Por ello, es fundamental generar complicidades con los y las creadoras, con quienes quieren mestizar y experimentar, que no rechazan el legado del pasado, que lo viven y reclaman con orgullo, pero que al mismo tiempo no se sienten limitados por el mismo. Ya existen en nuestra ciudad distintas experiencias que buscan declinar Córdoba, cultura y patrimonio en tiempo futuro, de formas diversas e innovadoras, y que no temen situar su mirada de nuestra identidad dentro un panorama más amplio, nacional, europeo e internacional.

Este objetivo debe suponer un decidido apoyo público, pero también un cambio en la mirada de las administraciones y el conjunto de la sociedad. Córdoba es una sociedad apegada a sus tradiciones en muchos aspectos, pero la mejor forma de mantenerlas vivas es dotarlas de nuevos significados que las sigan haciendo nuestras, generación tras generación. Cada periodo, cada personaje, cada edificio o estilo que hoy vemos como clásico, tradicional o típico fue en su momento fresco, innovador o revolucionario, desde Séneca y la primera Mezquita al pensamiento de Maimonides o La chiquita Piconera.
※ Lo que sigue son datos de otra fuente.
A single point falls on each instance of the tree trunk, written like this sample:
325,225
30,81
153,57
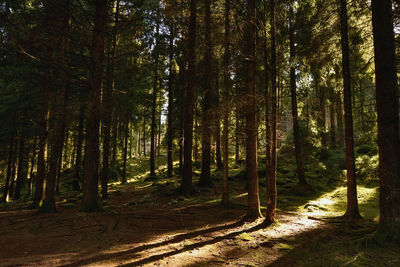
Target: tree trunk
9,170
186,186
154,100
48,25
32,165
90,186
352,204
125,156
205,178
78,160
387,98
216,111
107,106
253,209
226,104
293,94
339,119
271,183
267,96
170,130
57,136
22,161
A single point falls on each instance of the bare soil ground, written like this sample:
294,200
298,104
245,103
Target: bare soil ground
142,225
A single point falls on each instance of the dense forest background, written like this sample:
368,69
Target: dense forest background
291,98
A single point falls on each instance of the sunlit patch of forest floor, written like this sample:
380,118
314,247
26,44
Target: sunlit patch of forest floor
145,222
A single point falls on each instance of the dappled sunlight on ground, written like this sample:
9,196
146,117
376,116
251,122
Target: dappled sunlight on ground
334,203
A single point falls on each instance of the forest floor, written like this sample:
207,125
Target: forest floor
146,223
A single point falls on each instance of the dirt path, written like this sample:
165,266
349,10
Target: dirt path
145,227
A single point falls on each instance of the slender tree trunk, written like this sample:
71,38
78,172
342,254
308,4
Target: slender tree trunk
9,170
271,183
293,94
339,119
170,130
267,95
186,185
138,142
216,111
108,106
90,186
22,163
387,99
253,209
352,204
332,116
13,171
57,136
154,100
32,165
144,137
48,25
78,161
226,103
205,178
125,156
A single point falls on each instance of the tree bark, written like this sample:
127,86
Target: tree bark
125,156
170,130
186,185
387,99
78,160
108,106
293,95
352,203
154,99
9,170
205,178
253,209
271,183
226,104
216,111
90,186
48,25
57,136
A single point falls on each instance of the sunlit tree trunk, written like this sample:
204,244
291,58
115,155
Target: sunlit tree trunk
226,103
78,158
154,98
352,203
253,209
57,137
90,186
170,129
387,99
271,183
48,25
293,95
107,105
205,178
186,185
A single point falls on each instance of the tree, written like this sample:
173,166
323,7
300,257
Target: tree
271,178
226,103
90,185
387,101
352,203
154,96
205,179
253,208
108,105
170,130
293,95
186,185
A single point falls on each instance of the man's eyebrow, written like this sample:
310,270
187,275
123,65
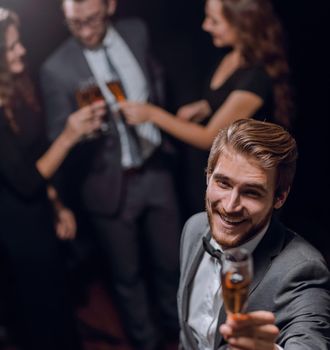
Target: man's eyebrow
247,185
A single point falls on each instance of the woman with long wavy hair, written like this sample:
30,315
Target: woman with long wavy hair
32,217
250,80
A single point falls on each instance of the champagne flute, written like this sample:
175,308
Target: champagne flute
236,277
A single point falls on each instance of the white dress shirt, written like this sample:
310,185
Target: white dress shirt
134,84
205,299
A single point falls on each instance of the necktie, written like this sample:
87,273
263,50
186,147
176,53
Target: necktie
132,137
215,253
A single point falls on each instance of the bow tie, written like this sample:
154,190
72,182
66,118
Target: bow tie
215,253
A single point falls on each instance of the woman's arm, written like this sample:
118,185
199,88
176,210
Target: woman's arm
81,123
194,111
238,105
65,222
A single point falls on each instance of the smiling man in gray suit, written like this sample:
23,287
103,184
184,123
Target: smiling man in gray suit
120,176
250,170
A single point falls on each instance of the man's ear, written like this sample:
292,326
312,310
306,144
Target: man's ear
112,5
280,199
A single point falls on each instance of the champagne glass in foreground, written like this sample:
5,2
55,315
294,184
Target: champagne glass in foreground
236,277
116,89
87,93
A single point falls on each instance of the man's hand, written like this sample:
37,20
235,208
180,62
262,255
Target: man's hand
195,111
66,226
253,331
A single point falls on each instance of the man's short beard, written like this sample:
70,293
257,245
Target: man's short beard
246,236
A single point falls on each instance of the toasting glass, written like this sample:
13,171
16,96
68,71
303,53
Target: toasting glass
236,277
116,89
87,93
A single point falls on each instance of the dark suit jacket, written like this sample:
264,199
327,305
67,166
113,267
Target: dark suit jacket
290,279
94,166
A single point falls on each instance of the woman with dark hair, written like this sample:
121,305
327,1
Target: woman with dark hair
31,214
250,81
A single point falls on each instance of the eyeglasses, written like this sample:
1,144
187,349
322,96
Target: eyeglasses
92,22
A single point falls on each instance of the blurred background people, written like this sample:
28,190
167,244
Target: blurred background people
120,180
32,217
249,81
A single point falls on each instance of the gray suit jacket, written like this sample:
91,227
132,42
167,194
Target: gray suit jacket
291,280
94,166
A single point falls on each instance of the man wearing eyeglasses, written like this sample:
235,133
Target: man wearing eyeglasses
120,175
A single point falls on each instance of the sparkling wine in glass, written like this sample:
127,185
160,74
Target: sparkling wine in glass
116,89
87,93
236,277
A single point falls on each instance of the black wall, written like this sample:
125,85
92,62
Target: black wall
187,53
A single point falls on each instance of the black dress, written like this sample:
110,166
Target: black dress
29,249
253,79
Finalmente, como sociedad debemos dirigir una mirada “republicana” al patrimonio, una mirada centrada en lo que supone en términos cívicos, de valores de convivencia, respeto y gestión de la “res publica”, del bien común. Rescatar de nuestros patrimonios elementos que nos ayuden a construir una sociedad abierta, de acogida, intercultural, que apueste por la igualdad y la dignidad para todas las personas. Pasar de la retórica de las Tres Culturas a una práctica de dialogo constante con “el otro”. Para ello, en lugar de esfuerzo absurdos para borrar distintas fases de nuestra historia y resaltar otras, debemos educar en la comprensión conjunta de todas las influencias que nos han hecho como somos (Roma, el judaísmo, el catolicismo y el islam, claro, pero también el pueblo gitano, América, la esclavitud, las migraciones y los y las invisibles y perseguidos de todos los tiempos). En nuestras escuelas, en nuestra política cultural hemos de apropiarnos de todas esas perspectivas que nos hagan ver al “otro”, como los que es, una parte indispensable del “nosotros”.
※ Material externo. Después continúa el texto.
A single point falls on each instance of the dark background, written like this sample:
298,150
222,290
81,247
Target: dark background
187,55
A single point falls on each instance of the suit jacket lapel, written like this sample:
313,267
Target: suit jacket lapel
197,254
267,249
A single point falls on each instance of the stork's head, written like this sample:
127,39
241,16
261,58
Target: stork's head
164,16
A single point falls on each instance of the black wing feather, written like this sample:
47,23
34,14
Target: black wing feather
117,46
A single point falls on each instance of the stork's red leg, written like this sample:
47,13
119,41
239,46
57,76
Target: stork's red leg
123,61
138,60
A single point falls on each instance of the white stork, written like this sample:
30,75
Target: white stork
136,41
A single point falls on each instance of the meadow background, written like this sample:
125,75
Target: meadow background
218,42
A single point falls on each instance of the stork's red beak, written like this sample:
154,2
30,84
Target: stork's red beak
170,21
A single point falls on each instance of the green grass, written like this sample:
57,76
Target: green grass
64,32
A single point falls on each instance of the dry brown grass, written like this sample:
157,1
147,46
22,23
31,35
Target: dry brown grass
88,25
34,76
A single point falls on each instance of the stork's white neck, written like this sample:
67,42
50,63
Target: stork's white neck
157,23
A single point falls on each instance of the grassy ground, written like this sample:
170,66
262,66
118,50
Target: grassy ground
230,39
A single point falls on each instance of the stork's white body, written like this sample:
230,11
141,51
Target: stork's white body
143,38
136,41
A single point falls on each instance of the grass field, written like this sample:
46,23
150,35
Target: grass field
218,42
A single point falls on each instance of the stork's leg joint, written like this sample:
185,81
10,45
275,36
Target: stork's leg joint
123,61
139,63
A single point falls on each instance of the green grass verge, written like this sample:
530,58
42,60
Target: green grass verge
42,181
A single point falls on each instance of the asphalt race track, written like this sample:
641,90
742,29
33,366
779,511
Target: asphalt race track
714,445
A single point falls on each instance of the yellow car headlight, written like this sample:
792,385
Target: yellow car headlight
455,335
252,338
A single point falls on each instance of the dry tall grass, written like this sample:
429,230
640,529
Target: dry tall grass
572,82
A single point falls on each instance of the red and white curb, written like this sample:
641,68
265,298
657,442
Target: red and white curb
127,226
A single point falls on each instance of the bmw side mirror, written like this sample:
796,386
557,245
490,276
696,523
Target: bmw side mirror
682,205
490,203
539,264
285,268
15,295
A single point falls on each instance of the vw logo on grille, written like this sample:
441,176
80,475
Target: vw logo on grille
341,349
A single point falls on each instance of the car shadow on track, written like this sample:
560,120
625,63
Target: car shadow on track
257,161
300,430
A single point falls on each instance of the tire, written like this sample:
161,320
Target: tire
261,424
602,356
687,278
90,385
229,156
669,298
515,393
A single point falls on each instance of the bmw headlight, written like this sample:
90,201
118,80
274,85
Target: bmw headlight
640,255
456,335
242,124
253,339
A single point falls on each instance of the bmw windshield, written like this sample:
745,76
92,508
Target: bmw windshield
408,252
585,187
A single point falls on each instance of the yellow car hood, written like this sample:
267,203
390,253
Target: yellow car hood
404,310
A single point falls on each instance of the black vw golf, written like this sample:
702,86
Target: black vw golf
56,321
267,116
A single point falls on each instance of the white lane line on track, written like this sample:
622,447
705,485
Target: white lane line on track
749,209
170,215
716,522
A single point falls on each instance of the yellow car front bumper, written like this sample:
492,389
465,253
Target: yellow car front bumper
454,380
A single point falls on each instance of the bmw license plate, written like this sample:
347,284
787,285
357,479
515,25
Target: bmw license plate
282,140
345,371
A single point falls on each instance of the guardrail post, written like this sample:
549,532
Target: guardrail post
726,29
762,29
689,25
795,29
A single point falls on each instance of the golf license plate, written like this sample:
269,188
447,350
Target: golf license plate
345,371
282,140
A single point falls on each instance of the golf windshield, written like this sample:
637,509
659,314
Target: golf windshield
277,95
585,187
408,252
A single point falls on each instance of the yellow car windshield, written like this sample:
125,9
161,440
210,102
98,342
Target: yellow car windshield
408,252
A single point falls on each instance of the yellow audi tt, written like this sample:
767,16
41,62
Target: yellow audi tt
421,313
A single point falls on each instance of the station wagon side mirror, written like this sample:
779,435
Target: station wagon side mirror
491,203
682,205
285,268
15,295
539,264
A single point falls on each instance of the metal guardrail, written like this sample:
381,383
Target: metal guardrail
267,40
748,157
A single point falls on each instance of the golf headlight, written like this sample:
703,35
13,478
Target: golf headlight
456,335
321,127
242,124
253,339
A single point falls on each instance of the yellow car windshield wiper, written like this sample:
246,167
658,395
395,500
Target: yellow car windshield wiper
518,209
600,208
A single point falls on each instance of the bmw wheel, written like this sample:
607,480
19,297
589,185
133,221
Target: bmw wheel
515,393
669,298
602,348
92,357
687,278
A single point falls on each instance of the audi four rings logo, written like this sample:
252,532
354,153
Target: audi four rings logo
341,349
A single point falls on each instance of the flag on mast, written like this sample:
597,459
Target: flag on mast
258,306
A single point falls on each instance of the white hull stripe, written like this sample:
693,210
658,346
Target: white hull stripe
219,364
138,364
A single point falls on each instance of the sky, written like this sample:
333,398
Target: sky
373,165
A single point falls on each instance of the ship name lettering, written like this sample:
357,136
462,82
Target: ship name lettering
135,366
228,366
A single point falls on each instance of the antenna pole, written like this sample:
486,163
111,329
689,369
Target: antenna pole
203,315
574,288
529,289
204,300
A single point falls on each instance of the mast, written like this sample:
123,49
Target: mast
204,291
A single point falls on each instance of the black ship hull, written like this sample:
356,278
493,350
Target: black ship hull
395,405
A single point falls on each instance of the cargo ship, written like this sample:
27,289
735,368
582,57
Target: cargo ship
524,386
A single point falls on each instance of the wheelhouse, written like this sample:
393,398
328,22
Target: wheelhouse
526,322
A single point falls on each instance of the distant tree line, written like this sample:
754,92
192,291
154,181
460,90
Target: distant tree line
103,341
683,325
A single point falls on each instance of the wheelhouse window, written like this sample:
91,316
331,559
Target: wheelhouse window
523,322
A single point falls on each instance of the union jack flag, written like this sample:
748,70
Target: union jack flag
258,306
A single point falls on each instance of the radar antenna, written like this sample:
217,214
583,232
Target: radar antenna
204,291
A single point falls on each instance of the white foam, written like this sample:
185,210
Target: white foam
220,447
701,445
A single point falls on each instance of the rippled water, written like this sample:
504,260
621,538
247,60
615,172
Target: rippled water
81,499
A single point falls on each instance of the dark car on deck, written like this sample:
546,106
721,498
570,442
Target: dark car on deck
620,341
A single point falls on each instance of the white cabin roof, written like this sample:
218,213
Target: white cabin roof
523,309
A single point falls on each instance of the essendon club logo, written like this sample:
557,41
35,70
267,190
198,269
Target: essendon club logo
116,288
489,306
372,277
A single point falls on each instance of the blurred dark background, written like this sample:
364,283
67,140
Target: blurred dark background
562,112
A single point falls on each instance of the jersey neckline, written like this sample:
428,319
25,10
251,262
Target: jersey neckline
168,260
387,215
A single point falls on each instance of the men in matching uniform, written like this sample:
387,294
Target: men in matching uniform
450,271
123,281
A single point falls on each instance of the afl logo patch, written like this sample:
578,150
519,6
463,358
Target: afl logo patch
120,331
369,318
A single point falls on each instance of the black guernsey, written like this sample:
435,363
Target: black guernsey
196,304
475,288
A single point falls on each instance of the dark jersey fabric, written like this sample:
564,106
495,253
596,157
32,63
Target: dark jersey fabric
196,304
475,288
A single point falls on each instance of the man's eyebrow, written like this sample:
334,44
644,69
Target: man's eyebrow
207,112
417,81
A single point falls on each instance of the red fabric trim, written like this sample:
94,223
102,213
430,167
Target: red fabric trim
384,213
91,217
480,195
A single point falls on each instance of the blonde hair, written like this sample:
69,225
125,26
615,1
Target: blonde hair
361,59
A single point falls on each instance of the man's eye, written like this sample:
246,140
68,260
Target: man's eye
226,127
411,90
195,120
En resumen, para estar a la altura de nuestro rico y diverso patrimonio, es necesario tratarlo con una visión integradora, a largo plazo, que lo convierta en un motor de bienestar y empleo, pero también en una herramienta de educación cívica y social. Hoy en día parece casi un imposible, entre la falta de ambición, la fragmentación de las competencias y la existencia de discursos insostenibles, anticientíficos e imbuidos de proselitismo. Pero si se puede, existen numerosos ejemplos, en nuestro país y en muchos otros, de ciudades que han caminado esta senda con dialogo, trabajo, apertura de mente, respeto mutuo y tiempo, mucho tiempo. En la actualidad, con los ritmos acelerados que llevamos y sufrimos, plantear una labor que se cuente por años, y puede que décadas, suena utópico, pero recordemos dos cosas. La primera, que, si hablamos de patrimonio, hablamos de dos mil años del Puente Romano, de mil trescientos de la Mezquita, ochocientos de las Iglesias Fernandinas, setecientos de la Sinagoga…. El tiempo del patrimonio no es el tiempo de la inmediatez, sino de la permanencia, con suerte, para los próximos dos mil años. La segunda cuestión es que, sin utopías, ninguna sociedad puede avanzar y progresar. Tengamos la audacia de soñar que Hacemos Córdoba poniendo su patrimonio al servicio del bien común.